The position reports are then used to calculate and display a virtual radar image on the controller’s screens. Now the only thing that remains to be done is a SelCal check on HF. HF serves as a backup for CPDLC. The crew calls Gander Radio on HF and tells them that CPDLC is established, the next ATC unit (Shanwick) and our SelCal code.
Gander responds by sending the SelCal tone, and informs us that voice position reports are not required. The next voice frequency—in this case the HF frequency for Shanwick—is also given to the crew. After all this work it now becomes nice and quiet on the flightdeck. It’s time to sip a coffee and enjoy the northern lights in the night sky.
There is no need for communication with ATC until 30° W. At this point the CPDLC system transfers automatically to Shanwick.

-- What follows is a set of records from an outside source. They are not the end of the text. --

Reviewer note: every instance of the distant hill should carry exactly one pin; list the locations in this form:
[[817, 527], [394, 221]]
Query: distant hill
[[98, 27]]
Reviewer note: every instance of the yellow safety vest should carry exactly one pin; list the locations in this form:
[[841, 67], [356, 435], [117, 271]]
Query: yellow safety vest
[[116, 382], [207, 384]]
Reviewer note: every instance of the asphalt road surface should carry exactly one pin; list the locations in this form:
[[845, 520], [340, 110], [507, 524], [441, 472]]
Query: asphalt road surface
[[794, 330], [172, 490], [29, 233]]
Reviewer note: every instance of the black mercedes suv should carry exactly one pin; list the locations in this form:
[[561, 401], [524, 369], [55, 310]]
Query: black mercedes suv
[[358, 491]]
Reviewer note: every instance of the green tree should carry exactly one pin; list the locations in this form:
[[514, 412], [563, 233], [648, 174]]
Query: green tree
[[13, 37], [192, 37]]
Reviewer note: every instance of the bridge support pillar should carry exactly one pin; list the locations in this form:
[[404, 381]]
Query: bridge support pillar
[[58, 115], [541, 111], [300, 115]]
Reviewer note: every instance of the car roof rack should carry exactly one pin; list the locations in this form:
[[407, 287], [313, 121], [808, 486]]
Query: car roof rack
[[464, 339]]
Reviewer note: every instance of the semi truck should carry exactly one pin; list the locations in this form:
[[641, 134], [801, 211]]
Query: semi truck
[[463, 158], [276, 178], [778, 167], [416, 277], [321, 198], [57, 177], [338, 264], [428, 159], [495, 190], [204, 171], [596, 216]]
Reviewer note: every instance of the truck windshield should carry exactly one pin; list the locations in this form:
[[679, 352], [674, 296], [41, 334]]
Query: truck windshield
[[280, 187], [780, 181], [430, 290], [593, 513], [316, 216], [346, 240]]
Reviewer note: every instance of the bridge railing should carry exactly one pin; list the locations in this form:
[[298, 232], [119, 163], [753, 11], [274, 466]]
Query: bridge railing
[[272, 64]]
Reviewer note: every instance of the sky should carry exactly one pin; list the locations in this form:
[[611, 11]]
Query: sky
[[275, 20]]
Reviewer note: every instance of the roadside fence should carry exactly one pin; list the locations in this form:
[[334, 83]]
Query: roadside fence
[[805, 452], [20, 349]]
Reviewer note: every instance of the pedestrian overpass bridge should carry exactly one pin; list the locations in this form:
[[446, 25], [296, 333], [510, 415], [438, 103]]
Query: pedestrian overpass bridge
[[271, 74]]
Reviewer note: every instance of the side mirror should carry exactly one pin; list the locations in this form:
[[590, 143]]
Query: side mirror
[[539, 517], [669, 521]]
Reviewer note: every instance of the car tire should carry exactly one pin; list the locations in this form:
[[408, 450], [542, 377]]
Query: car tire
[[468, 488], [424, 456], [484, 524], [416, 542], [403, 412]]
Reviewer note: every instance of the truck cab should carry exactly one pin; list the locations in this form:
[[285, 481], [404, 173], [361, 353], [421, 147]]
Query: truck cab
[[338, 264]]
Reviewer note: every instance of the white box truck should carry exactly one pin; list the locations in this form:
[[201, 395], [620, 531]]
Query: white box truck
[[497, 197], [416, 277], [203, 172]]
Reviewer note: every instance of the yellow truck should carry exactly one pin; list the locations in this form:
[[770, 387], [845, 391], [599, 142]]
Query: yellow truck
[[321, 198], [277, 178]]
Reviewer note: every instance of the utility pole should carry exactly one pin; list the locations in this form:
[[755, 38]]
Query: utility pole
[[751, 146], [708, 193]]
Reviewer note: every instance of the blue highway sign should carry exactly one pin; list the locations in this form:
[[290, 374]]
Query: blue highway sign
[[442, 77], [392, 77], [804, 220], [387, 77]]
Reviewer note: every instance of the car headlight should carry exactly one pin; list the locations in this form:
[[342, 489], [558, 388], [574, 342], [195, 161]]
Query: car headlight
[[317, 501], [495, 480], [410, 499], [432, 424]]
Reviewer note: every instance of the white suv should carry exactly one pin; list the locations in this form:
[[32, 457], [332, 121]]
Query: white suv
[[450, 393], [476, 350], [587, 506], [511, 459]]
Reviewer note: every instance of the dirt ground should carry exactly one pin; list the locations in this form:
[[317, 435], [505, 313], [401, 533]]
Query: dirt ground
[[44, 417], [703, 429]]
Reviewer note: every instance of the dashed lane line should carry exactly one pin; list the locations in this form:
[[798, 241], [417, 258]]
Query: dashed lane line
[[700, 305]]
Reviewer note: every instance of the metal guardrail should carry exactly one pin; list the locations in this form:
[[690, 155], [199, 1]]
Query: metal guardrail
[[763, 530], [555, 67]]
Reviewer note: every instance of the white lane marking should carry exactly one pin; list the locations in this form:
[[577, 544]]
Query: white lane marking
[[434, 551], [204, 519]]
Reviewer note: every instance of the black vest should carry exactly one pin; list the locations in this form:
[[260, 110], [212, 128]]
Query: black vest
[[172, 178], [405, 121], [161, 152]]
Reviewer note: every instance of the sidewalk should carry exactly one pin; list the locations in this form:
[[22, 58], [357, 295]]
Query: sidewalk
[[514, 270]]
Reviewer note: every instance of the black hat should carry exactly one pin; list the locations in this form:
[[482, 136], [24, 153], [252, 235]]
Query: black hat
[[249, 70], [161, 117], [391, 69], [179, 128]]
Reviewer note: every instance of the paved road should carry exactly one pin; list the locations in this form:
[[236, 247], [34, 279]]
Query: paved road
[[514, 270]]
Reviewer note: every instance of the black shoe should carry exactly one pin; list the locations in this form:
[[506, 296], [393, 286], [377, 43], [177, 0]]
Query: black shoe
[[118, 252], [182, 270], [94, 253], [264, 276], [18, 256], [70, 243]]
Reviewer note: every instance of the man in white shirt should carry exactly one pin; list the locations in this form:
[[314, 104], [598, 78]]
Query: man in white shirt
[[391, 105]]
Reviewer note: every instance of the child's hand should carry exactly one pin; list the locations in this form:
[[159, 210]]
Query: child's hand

The LOGON/STATUS page indicates the transfer, and the only item that remains to be done is to check in with Shanwick via HF voice for a SelCal check.
As we approach landfall in Ireland, Shanwick sends us a CPDLC message with instructions to contact Shannon on a VHF frequency. Shortly thereafter, the FMS message ATC COM TERMINATED tells us that it is time to join the regular ATC world again, and the usual VHF radio chatter stays with us for the remainder of the flight.
A need for care
The oceanic clearance printout serves to crosscheck FMS route entries and the master flightlog. It is important to watch for amended clearances.
The introduction of CPDLC on the flightdeck has obvious benefits in ATC communications. However, it is not without pitfalls—for example, clearances may be lost or misunderstood. It is important to work in a structured manner with all communications via CPDLC.
All CPDLC messages should be read aloud by the pilot not flying, for example with this wording: ”ATC message page 1 of 2—Contact Shannon on 130.75.” The response, eg, WILCO in this case, should be sent promptly. Only after the response has been sent will the status of an ATC message change from OPEN to COMPLETE.
Clearances, such as route clearances or climb/descent instructions, should also be printed. After each flight, the entire ATC log should be printed and filed with the other flight documents. As you might expect with an international program, while all CPDLC procedures appear to be similar, there are significant regional differences.
The best program by far is the North Atlantic region, where the combination of ACARS clearance request and delivery, CPDLC communication and ADS position reporting makes full use of the available technology.